I didn’t remember telling them that, but it’s true. When I was a teenager, I used to go way off my normal running route just to avoid running past a construction site. When you are a 14-year-old girl and grown men are yelling things about your body and what sexual things they want to do to it, it doesn’t feel like they are just some idiots being rude. It feels downright threatening.

Good, I thought. Sometimes they actually listen to me.

“So what are you going to say the next time you hear someone tell a joke like that?” I asked.

“Stop, Mom! We get it, OK?”

Teachable moment: ended. I decided just to leave it there for the time being. I knew that these kids didn’t really mean any harm. They were just repeating what was—to them—only a silly play on words. But I couldn’t blow it off as “just a joke.” If you have ever experienced sexual assault, a “joke” like this is just not funny. The reality is that almost every woman I know has experienced inappropriate touching, sexual harassment, or sexual abuse. Female friends of all ages, ethnicities and occupations have shared their stories, from a student told by her professor that she could get a higher grade in exchange for a “favor” to women in the medical profession who had patients touch them inappropriately in the examination room. Even my own young daughter has already experienced it.

Not long after this Ketchup Joke incident, my sons’ little sister was touched inappropriately several times by a boy in her second grade class.
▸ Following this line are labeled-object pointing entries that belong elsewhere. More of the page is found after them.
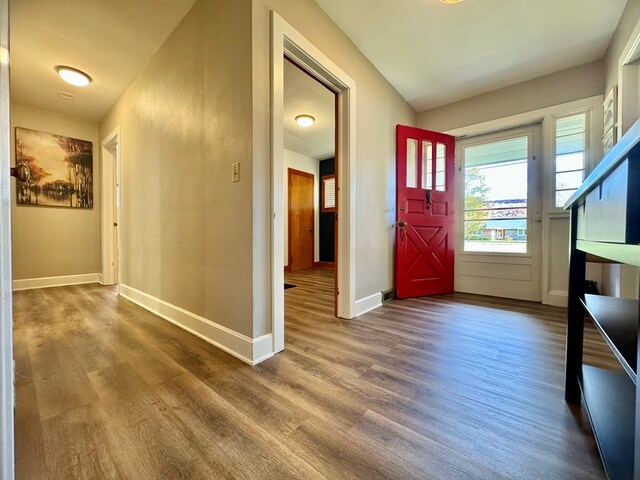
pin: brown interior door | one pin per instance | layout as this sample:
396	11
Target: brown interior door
301	231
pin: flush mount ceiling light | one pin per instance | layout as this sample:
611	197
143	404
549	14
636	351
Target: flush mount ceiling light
73	76
305	120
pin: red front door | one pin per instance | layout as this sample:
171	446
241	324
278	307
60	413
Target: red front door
425	166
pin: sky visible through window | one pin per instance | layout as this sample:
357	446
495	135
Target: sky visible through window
496	197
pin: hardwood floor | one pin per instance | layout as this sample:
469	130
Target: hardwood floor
447	387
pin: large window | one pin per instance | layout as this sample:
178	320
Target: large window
570	156
495	196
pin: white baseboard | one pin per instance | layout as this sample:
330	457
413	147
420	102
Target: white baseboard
367	304
557	298
251	351
45	282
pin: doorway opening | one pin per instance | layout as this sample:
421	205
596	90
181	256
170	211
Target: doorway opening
288	42
310	171
500	227
111	208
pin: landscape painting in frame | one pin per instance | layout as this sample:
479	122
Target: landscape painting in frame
61	170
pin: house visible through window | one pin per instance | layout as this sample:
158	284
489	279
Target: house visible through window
570	155
495	201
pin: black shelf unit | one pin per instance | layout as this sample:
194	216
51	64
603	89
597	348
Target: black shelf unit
605	222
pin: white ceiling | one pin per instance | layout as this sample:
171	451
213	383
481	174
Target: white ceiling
435	54
304	95
432	53
111	40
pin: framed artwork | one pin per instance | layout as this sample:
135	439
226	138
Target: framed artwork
61	170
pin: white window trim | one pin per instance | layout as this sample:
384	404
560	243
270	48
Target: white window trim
588	156
460	167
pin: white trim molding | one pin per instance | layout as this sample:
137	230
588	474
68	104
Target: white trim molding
110	153
366	304
62	281
286	40
7	458
250	351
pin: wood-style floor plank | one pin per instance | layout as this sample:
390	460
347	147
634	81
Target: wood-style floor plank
446	387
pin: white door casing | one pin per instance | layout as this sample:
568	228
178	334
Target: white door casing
286	40
110	152
6	314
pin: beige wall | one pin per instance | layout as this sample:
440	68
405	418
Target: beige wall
379	108
52	241
622	280
186	228
623	33
565	86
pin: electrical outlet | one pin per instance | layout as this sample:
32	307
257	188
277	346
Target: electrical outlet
235	172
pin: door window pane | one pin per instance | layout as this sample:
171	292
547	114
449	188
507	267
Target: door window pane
573	161
412	163
427	165
567	180
440	167
570	153
495	203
The sad truth is that these are experiences that are all too common for girls and women throughout the world.

The Ketchup Joke was a call to action for me. My sons are intelligent boys, good kids who love and respect their mom and their sister, their grandmothers, their female friends and teachers. But they, like other young Americans, are deeply impacted by the culture that they live in. Every day, children are exposed to an estimated 16,000 images through media that often portrays unhealthy and unrealistic stereotypes of both young men and women. Females are almost four times as likely as males to be shown in sexy attire. Kids are also powerfully influenced by their peers. While they’ve never heard their dad tell a joke like that at home, there’s no way to control what they hear from other kids. How can all this not impact the way that my sons view girls and women?
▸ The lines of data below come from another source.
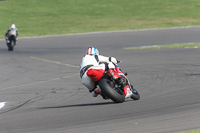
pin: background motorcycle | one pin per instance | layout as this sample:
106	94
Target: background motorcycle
11	42
118	90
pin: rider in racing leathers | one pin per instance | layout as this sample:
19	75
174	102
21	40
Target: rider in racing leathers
92	68
11	31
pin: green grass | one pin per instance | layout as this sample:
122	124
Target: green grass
195	45
48	17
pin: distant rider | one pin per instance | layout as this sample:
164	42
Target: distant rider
92	68
11	31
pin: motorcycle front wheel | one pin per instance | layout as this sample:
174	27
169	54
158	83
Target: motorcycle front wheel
108	88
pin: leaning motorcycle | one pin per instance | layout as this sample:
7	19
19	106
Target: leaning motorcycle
11	42
118	90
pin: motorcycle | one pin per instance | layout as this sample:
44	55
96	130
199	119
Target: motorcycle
118	90
11	42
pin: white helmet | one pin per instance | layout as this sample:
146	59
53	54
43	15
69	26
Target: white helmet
92	51
12	26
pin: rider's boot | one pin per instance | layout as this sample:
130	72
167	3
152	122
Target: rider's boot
96	92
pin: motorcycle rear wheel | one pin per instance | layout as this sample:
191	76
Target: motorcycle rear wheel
108	88
11	45
135	95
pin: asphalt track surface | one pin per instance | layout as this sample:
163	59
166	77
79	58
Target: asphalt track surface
41	87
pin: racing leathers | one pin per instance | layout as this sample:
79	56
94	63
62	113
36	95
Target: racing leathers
92	68
11	31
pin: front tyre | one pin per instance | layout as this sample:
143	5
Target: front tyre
108	88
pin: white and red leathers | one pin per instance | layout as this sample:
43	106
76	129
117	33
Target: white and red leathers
92	68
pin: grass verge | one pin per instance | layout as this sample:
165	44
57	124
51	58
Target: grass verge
49	17
193	45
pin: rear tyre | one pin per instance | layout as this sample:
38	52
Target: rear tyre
108	88
135	95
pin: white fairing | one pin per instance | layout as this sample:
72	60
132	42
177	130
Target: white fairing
90	60
128	93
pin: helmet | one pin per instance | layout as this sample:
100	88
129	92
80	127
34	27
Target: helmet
92	51
12	26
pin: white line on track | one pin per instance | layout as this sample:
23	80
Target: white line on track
103	32
2	104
I know I can’t change the society that we live in. I cannot raise my sons—or my daughter—in a world where sexism and misogyny do not exist. Eliminating bias completely is not even really possible; whether we are conscious of it or not, we are all biased. It is part of our human nature. But I realized that day in the car that kids don’t learn through osmosis how to evaluate and analyze gender stereotypes. It’s great to have parents who model respect for women, but it’s not enough.
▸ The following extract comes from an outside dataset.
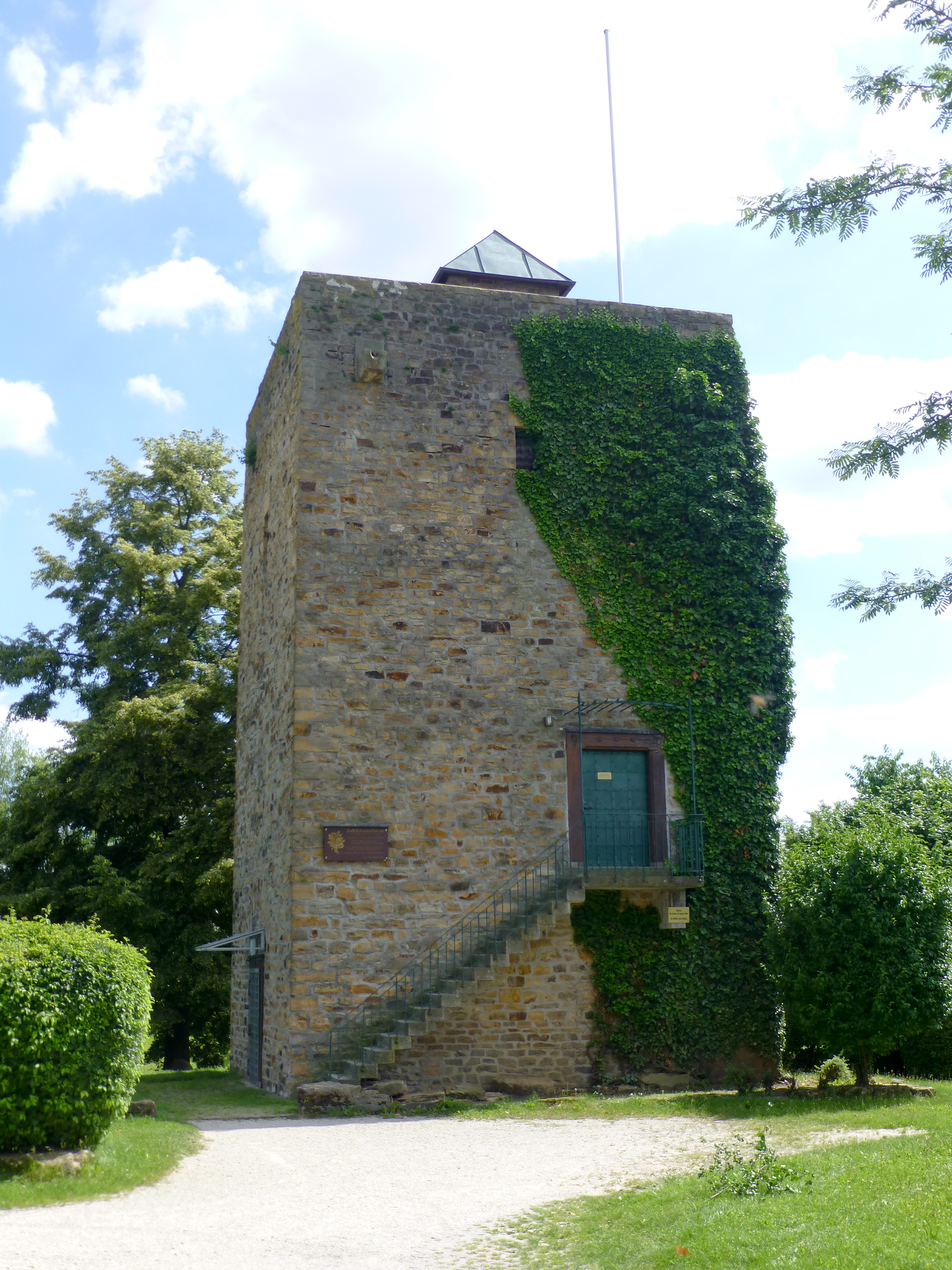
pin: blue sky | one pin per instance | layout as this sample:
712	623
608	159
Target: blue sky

I realized that, in order to raise these boys to recognize the problem of sexism in our society, my husband and I would have to try our best to make them aware of the bias and sexism in the world around them. If we could help them start seeing it, then we could help them find other ways to address it.

Ever since the Ketchup Joke incident, I have been challenging my boys (and their sister) with honest conversations about gender and stereotypes. Every example I see in a TV show, commercial, music video, or advertisement becomes a teachable moment. We talk about gender-based violence in the news, whether it is the girls kidnapped in Nigeria or domestic violence by NFL players. I have tried to share with them my own firsthand experiences with being female in a sexist society, something which hasn’t always been comfortable for me.

My sons aren’t always excited to have these conversations, so I don’t push it. But I don’t give up, either. Raising boys not to be total jerks is a long-term process. But they seem to be independently commenting on stereotypes that they see in the media more. They’ve even called me out for saying something sexist on occasion—and they were correct. So I am hopeful.

Hopeful that their generation will move us closer to a world where men and women are treated with more respect and equality. And hopeful that each of my boys will one day be men who, instead of chuckling when they hear a sexist joke, will speak up and say, “I don’t think that joke is funny.”

Jennifer Prestholdt is a human rights lawyer, wife and mother of three.